C’est tout à fait le grand vautour qui avance, il ne lui cède que peu comme régularité de marche.
Il semble que rien ne doit être facile comme la reproduction du mouvement. Aucun battement. Ils sont restés en vue dix minutes au moins, et entre tous je n’ai pas aperçu un seul coup d’ailes.
Ils ont l’air d’aller loin. C’est au moins aux grands lacs des bords de la mer qu’ils se rendent : soit environ 150 kilomètres qu’ils ont encore à produire. Ils y seront dans deux ou trois heures.
Le vautour et le pélican sont deux grands professeurs du genre de vol que nous voulons reproduire. Ni cahot, ni secousse, rien que du vulgaire avancement, sans aucune gêne et sans l’ombre de fatigue ; et cela produit avec une régularité de machine. C’est la locomotive qui se promène, le tour mécanique qui élabore, sans effort son ruban de métal.
Aviateurs, tâchez de voir, là est tout. C’est la lime qu’on retrempe, le ciseau qu’on aiguise. J’étais amolli dans la recherche, me voilà hanté pour huit jours par ce spectacle.
Voyez ! Quand vous aurez vu, l’analyse sera facile.
Confinés dans des caves, comme le sont les malheureux aviateurs des grandes villes, il est clair qu’ils ont tout à deviner. La prescience est chose rare, les mathématiques produisent les effets que j’ai dit, il faut donc de toute nécessité aller étudier.
Moi-même, je ne suis pas parfaitement bien ; malgré qu’on puisse considérer le Caire comme une grande volière.
Que me faudrait-il, grand Dieu, pour me contenter !
Voici cependant, les principaux oiseaux qui habitent la ville et que je puis encore observer, malgré la difficulté que j’ai à me déplacer.
Commençons par les plus petits.
Les sylvies sont en Egypte ce qu’elles sont partout : une goutte de vif argent qui court, saute, se démène comme un petit diablotin qu’elle est. Ce n’est point un oiseau de passage, elle niche dans les maisons, mais malgré cette proximité permanente de l’homme, on la connaît à peine, cela tient au peu d’éclat de son plumage et à sa petitesse.

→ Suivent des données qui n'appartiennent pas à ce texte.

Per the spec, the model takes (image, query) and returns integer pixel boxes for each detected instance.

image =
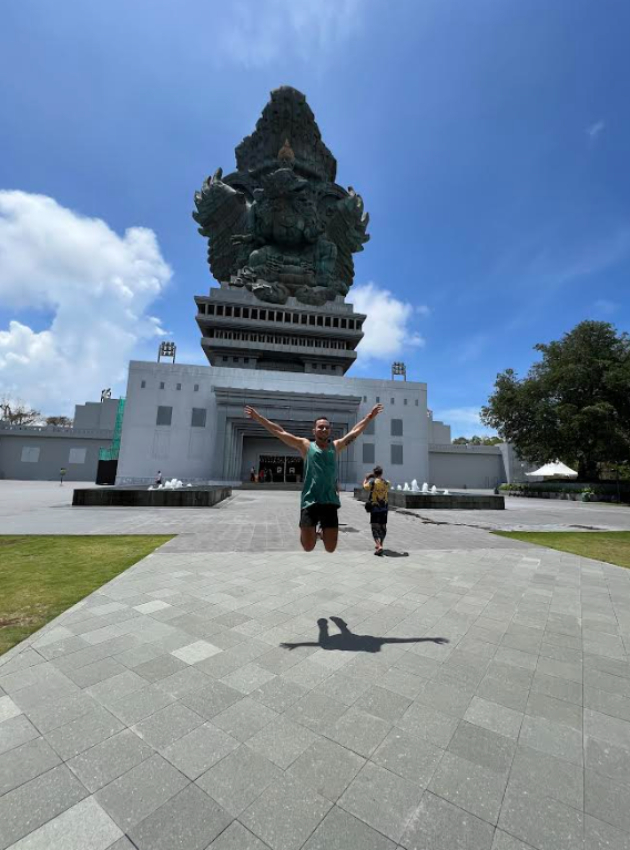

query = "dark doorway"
[258,455,304,484]
[95,460,118,484]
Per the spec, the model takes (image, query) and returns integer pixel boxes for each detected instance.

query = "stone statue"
[193,86,370,305]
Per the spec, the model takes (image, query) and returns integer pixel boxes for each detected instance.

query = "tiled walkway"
[0,486,630,850]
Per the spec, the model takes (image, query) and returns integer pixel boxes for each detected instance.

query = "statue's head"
[260,167,309,199]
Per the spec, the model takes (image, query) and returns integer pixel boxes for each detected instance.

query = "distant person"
[363,466,391,557]
[245,404,383,552]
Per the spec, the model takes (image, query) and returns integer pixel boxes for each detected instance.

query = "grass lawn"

La bergeronnette nous arrive en octobre. Celle-là, c’est l’amie de l’homme, c’est le marabout de l’Algérie : être sacré pour tous. Elle vit de moustiques, et il y en a tant ! aussi est-elle familière à l’excès. Il y a en pleine ville du Caire un petit bras du Nil qui traverse la cité d’un bout à l’autre. Ce canal est vaseux, peu propre ; niais, tel qu’il est, il fait le bonheur des bergeronnettes qui s’y donnent rendez-vous, qui y chassent vers et mouches, de l’aurore à la nuit. De temps en temps, elles montent pour prendre l’air et un peu de soleil ; c’est alors sur les terrasses qu’elles font la guerre aux insectes. Elles ne nous quittent qu’en avril pour aller nicher dans le Nord. La quantité de ces bestioles est énorme : on peut dire qu’il y en a cinquante par hectare de la terre d’Egypte.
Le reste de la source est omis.